Contact me by email at ease — I typically respond within a day or so!
7.0.2 Announcements
CautionAnnouncements
Fill out the Midterm Conflicts Form (QR code in last week’s slides).
Complete the Project 1 Partner Matching Form.
Starting with Homework 04, we will be stricter about submission issues — please submit your written work properly.
Welcome to the Project 1 Discussion Worksheet! This week we will cover table methods like .group and .pivot, conditional statements, and iteration. As a reminder, make use of the Python Reference and the Table Functions Visualizer on the Data 8 website, as well as the Discussion Reference sheet you are provided with!
NoteMaking the Most of the Reference Sheet
Your reference sheet is a powerful tool—spend a couple minutes learning how to use it!
The columns tell you what the inputs and outputs of each method are.

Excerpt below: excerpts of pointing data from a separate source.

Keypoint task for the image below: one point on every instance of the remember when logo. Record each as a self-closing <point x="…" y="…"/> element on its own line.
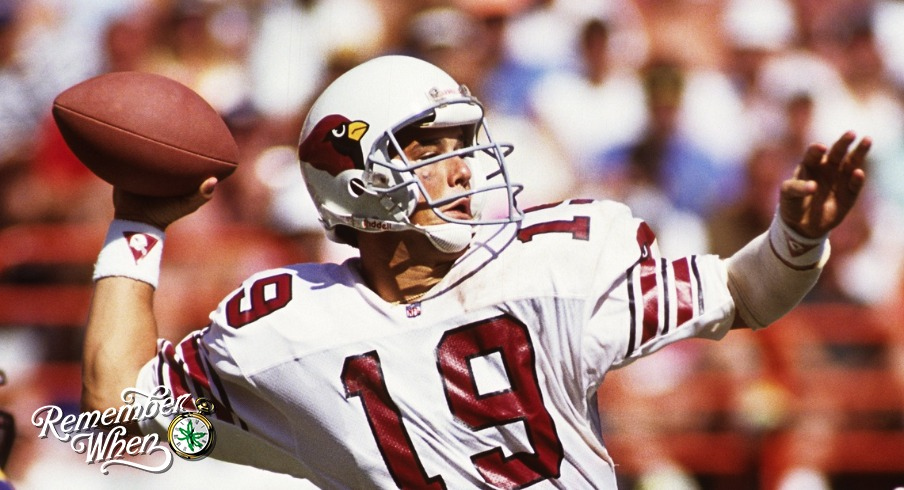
<point x="102" y="436"/>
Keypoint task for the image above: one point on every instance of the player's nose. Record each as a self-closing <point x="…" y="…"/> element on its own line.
<point x="458" y="172"/>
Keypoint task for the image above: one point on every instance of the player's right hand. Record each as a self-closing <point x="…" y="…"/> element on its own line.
<point x="160" y="211"/>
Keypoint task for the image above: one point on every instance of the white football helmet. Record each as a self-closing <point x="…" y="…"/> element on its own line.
<point x="356" y="171"/>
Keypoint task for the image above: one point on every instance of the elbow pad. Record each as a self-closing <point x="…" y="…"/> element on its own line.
<point x="773" y="273"/>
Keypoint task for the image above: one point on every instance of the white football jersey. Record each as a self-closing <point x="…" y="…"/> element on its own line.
<point x="489" y="381"/>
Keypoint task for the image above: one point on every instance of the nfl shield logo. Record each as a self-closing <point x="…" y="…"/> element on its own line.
<point x="413" y="310"/>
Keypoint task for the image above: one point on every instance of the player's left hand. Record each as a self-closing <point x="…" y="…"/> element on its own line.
<point x="824" y="187"/>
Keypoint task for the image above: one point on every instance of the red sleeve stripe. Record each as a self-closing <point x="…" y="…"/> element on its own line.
<point x="190" y="355"/>
<point x="170" y="371"/>
<point x="650" y="298"/>
<point x="683" y="290"/>
<point x="200" y="371"/>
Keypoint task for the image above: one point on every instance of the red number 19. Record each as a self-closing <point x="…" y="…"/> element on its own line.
<point x="522" y="402"/>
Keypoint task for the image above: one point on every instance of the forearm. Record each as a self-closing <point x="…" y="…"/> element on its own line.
<point x="122" y="331"/>
<point x="121" y="336"/>
<point x="767" y="279"/>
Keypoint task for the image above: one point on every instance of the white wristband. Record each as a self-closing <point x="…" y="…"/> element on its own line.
<point x="795" y="250"/>
<point x="132" y="250"/>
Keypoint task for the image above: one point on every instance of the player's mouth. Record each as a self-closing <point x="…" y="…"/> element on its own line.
<point x="459" y="209"/>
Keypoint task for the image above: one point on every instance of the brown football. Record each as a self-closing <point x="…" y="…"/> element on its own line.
<point x="145" y="133"/>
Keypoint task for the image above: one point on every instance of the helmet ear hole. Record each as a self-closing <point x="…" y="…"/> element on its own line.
<point x="356" y="187"/>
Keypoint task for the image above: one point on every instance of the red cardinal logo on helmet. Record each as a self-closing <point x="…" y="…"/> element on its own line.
<point x="334" y="145"/>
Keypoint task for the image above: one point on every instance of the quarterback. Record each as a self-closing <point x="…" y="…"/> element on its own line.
<point x="464" y="346"/>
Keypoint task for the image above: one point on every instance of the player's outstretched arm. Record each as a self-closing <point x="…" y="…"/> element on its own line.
<point x="773" y="273"/>
<point x="121" y="334"/>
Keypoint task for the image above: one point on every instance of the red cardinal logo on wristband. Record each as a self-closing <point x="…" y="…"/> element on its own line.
<point x="140" y="244"/>
<point x="796" y="248"/>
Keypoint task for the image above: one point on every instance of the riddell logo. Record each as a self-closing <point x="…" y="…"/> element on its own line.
<point x="140" y="244"/>
<point x="376" y="225"/>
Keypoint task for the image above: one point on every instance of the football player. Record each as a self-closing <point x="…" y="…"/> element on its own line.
<point x="465" y="344"/>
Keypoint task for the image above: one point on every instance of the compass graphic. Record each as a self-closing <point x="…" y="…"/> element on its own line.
<point x="190" y="434"/>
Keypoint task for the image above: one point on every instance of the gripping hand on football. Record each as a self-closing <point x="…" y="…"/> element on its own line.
<point x="160" y="211"/>
<point x="824" y="187"/>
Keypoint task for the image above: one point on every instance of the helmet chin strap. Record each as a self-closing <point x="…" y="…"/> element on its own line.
<point x="449" y="237"/>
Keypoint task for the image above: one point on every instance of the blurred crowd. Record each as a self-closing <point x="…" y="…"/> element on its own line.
<point x="690" y="111"/>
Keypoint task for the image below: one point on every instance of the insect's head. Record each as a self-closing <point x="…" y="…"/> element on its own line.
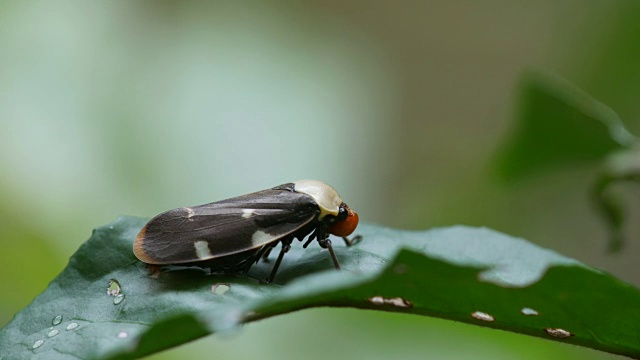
<point x="345" y="222"/>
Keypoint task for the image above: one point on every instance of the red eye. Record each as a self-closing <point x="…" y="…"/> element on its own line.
<point x="346" y="226"/>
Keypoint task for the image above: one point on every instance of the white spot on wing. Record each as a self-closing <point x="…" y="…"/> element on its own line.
<point x="202" y="249"/>
<point x="190" y="213"/>
<point x="260" y="238"/>
<point x="246" y="213"/>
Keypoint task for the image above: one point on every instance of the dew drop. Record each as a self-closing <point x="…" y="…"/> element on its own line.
<point x="377" y="300"/>
<point x="482" y="316"/>
<point x="220" y="289"/>
<point x="558" y="333"/>
<point x="118" y="299"/>
<point x="397" y="301"/>
<point x="529" y="312"/>
<point x="113" y="288"/>
<point x="400" y="269"/>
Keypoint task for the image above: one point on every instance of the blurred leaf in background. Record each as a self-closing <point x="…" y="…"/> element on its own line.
<point x="558" y="124"/>
<point x="116" y="108"/>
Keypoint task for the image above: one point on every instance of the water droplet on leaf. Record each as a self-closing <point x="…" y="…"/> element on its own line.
<point x="558" y="333"/>
<point x="118" y="299"/>
<point x="113" y="288"/>
<point x="529" y="312"/>
<point x="397" y="301"/>
<point x="219" y="289"/>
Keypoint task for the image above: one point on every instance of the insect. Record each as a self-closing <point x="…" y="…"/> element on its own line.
<point x="231" y="235"/>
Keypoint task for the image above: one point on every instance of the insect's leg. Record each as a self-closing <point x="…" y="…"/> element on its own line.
<point x="310" y="239"/>
<point x="286" y="245"/>
<point x="326" y="244"/>
<point x="356" y="239"/>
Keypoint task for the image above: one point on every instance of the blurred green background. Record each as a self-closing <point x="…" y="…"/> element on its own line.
<point x="111" y="108"/>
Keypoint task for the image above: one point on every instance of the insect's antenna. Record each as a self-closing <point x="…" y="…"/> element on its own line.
<point x="310" y="239"/>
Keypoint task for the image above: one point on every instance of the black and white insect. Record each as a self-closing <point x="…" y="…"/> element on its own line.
<point x="231" y="235"/>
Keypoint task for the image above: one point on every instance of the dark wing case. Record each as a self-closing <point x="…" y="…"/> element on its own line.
<point x="228" y="227"/>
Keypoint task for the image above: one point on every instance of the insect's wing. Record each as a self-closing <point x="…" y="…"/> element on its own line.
<point x="223" y="228"/>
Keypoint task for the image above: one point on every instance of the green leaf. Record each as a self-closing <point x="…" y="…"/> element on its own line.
<point x="556" y="124"/>
<point x="104" y="305"/>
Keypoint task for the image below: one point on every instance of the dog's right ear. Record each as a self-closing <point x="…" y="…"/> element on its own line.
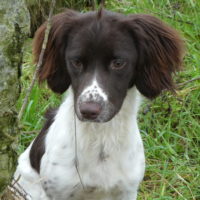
<point x="53" y="68"/>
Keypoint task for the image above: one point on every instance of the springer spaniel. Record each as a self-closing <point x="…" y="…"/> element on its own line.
<point x="90" y="147"/>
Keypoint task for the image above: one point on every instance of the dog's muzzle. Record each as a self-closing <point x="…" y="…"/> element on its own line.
<point x="90" y="110"/>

tbl is just a placeholder name. When you write your own code, replace it with the name of your table.
Knowing how to quickly read the sheet will save you time on assignments and exams.
7.1 Table Matchmaking
Shown below are the chocolates and nutrition tables respectively.
Match the following table method calls to the resulting descriptions of tables.
Hint: Pay attention to the column names of the resulting tables! For example, what happens to the column names when you specify an aggregating function in group()? What happens when you only specify one column name? How does the behavior of pivot() differ from group()?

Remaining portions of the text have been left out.